| 12:52 pm on May 2, 2012 (gmt 0)|
PR and data, no doubt.
| 1:36 pm on May 2, 2012 (gmt 0)|
Yup, I wonder when the ads for life insurance, funeral provisions, testament lawyers and the like will start to pop up.
| 12:14 am on May 3, 2012 (gmt 0)|
Totally PR move. I don't think the ER will log into Facebook every time a patient is put on life support who has no hope of recovery.
| 12:36 am on May 3, 2012 (gmt 0)|
I was unaware that Marky Z could play a Wurlitzer, let alone that he thought it was a good idea to donate the space, in his book, to hold a list of replacement ones, that people could give away when they no longer need them....

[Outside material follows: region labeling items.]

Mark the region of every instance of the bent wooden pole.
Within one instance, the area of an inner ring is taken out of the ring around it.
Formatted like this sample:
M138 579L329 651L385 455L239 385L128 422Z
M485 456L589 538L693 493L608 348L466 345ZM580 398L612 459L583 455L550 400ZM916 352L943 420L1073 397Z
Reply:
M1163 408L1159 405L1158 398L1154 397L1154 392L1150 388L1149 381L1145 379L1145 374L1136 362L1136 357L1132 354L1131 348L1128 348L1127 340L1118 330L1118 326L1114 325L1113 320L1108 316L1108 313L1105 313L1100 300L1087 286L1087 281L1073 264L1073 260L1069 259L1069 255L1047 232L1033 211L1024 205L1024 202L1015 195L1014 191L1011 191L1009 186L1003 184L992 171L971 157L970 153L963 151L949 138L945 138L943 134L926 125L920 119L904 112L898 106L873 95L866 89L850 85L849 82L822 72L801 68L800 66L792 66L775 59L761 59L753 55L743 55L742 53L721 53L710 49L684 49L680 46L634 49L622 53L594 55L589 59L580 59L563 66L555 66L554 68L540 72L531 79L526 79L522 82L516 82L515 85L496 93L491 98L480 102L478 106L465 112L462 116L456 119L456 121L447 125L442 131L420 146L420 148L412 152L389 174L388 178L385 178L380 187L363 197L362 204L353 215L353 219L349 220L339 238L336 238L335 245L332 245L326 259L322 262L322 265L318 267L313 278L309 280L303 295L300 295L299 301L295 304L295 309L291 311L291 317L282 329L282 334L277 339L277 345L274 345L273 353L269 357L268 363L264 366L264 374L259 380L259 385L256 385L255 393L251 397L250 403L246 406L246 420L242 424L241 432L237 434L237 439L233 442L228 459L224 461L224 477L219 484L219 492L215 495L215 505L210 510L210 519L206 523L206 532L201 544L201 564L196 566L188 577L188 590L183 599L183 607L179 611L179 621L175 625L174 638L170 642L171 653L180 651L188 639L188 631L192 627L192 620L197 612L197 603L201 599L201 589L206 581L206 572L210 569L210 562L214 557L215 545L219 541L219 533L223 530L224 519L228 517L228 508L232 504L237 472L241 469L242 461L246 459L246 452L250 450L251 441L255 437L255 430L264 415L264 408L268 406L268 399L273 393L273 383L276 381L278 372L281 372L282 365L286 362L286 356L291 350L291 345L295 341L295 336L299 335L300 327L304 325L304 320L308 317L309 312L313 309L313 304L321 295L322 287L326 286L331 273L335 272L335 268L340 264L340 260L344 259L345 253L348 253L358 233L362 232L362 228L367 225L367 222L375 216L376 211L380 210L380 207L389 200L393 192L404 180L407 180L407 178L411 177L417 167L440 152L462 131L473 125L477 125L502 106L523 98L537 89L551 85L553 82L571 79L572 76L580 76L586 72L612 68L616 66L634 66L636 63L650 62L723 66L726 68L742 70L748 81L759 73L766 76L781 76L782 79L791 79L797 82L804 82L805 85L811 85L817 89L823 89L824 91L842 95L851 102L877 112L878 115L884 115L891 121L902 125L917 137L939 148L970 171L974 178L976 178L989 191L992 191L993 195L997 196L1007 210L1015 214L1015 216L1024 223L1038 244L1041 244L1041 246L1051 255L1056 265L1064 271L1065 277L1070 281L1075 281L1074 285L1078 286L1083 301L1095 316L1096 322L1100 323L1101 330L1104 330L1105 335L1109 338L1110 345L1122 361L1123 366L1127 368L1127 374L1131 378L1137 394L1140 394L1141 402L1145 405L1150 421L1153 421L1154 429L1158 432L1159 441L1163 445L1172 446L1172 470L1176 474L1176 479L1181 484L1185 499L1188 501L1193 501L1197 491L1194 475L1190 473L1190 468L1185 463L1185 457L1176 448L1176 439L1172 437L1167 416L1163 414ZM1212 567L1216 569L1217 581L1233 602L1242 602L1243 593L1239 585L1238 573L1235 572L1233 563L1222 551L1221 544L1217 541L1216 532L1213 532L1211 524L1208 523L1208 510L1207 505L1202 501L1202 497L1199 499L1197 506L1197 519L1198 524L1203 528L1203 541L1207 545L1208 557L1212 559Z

One can only commend his philanthropy..
| 6:16 am on May 3, 2012 (gmt 0)|
I believe organ donor status should somehow be encrypted and held in a very secure place -- somewhere that is not accessible to anyone until AFTER one is dead.
The last thing I want an ER doctor looking at when he's deciding whether or not he could save my life, (or choose not to), is the fact that I have a few organs left in decent, harvestable condition -- and I've already signed off saying they can use me for spare parts.
Sure, after I'm gone, and all reasonable efforts have been made to save me, take whatever is left --- but I'm not going to "advertise" on my drivers license, (or on Facebook), that there is a good reason NOT to try to save me.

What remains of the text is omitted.